Her distance withdrew itself.

Realisation dawned.

For so long, she had denied anything that evoked an emotional response – my father, myself, her mother, herself. Everything that questioned her determination was either obliterated or neglected.

Only because she learned that love came with an unaffordable price. That to care for someone meant that she felt their feelings where hers were supposed to be.

She cried with her face pointed towards the sky and her mouth contorted into one word.

Why?

 

I touched her shoulder. She closed her eyes. Tears dribbled down her cheeks and spattered on her lurid pink houndstooth jacket.

A strange pang of affection smacked at my insides for the mild woman in front of me.  She seemed juvenile – rocking herself with thirty years of misplaced sentiment.

‘Mum --,’

She cut me off with a whimper.

‘Go back inside.’

‘No. Let’s go home,’ I said.

‘What home? Where the hell can we go now?’ she sobbed. Her voice smudged as though she herself didn’t have quite a clear idea of what she was saying. ‘We can’t go back there. Not now.’ She doubled over and screamed.

Not a pained scream.

Just a broken one.

My mother didn’t cry because she loved my grandmother, but because she didn’t know how to cope without her abuse.  Somehow, she managed to cry with the demand of a three year old and the long-forgotten melancholy of an elderly widow at the same time.

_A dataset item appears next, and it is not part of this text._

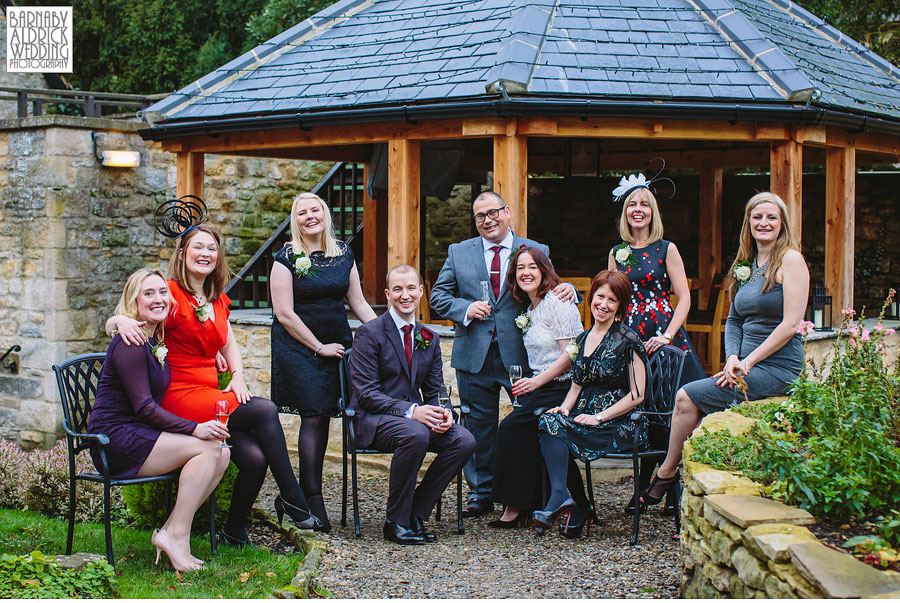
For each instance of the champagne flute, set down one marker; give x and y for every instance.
(515, 373)
(223, 410)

I said nothing. Sliding down the angry-coloured church bricks, I took her hand and re-drew the wrinkles on its palm.

Little rivulets that ran dry when her hand came to exist. Soft sand-dune ripples where her fingers met the rest of her body. Where the desert met the spidery sky.

It’s funny, I thought, how hands can tell as much about a person as their face.

My mother’s hands were slender. The translucent colour of peach-flesh. Delicate and whitish from essay-typing in a dark, snake-ridden carport. Long, oval fingernails. Perfect for scraping down a chalkboard. I shivered.

‘Sola.’

I dropped the hand I was examining and looked her in the face. Her cheeks had swollen with the effort of crying.

‘Mmm?’

‘Let’s go. We can get our things. Come on.’

She spoke with a voice slurred with saliva and tears. I helped her to her feet and she walked uncertainly to the car, her stare fixed on the grass and her hands chasing each other in circles.

‘What about the burial?’

‘No, no. Forget it. Let’s go.’

The car door opened with a click and closed with a different THUNK. An empty THUNK. The kind of THUNK you’d find in a dead bird’s bones. Hollow. Fragile.

Peculiarly intense.

She drove away from her mother’s white and wooden coffin.

Death waved us off complacently, as familiar as a well-read book.